The company has been working in tandem with Rivers Casino & Resorts on casino projects across the country. Its goal is to find aesthetically pleasing solutions that ensure the space maintains the look and feel of a high-end casino while assuring the temporary social distancing strategies and necessary materials do not disrupt the gaming floor.
“Our team has started to brainstorm how we’re going to navigate the new world of casino design following this global pandemic,” said MacEwen. “Our ultimate goal is to develop long-term solutions that will live beyond the current outbreak. We are thinking about it in terms of the aesthetics of separation. We’re also exploring the idea of mixed programming spaces. For example, buffet-style eating options may never come back. Are we then able to give the gaming floor more breathing room and begin to incorporate cafe tables on the floor so everyone has their own table?”
This hybrid mix of F&B and entertainment would blend together to ensure guests receive a holistic experience, while keeping the health and safety of patrons a top priority. DMAC is looking for aesthetic design solutions that live beyond the pandemic. What do the aesthetics of separation look like? It must be more than simply building walls between people.
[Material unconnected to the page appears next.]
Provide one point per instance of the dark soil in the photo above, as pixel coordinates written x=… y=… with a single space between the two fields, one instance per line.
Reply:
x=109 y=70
As for design solutions for social distancing at land-based casinos, DMAC believes that the most obvious and immediate solution is to limit seating to every other chair. While it solves and satisfies the social distancing criteria, it does not completely solve the overarching problem. If people came in the same car together why wouldn’t they be able to sit together? A more efficient solution could be portable dividers that they can move as needed. In terms of safety, limiting the number of people per gaming table to three people might work from an economic and logistics perspective, and would be easy to implement.
“Another thing we as designers and casino owners are looking at is how to build a screen between the blackjack dealer and the patrons while still allowing the dealer to deal out cards and pick up chips efficiently,” said MacEwen. “While plexiglass or acrylic separators may serve as a possible solution, they might cause a bit of an obstacle for dealers to work around.
At the cash stations, where there are typically metal bar barriers, the company is rethinking how to design them as more decorative dividers that are permanent and keep everyone safe. It is both a short- and long-term solution that does not have to look like a hazmat situation.
In the last year, DMAC designed six BetRivers Sportsbook luxury lounges where 360-degree live sports action can be viewed in the comfort of custom club chairs, each with their own drink table. While the lounge already gives guests more elbow room, the company is designing a custom divider between the chairs that maintains the energetic experience yet allows people to feel safe. Each sportsbook also has self-service betting kiosks that allow guests to keep a safe distance while still enjoying the entertainment.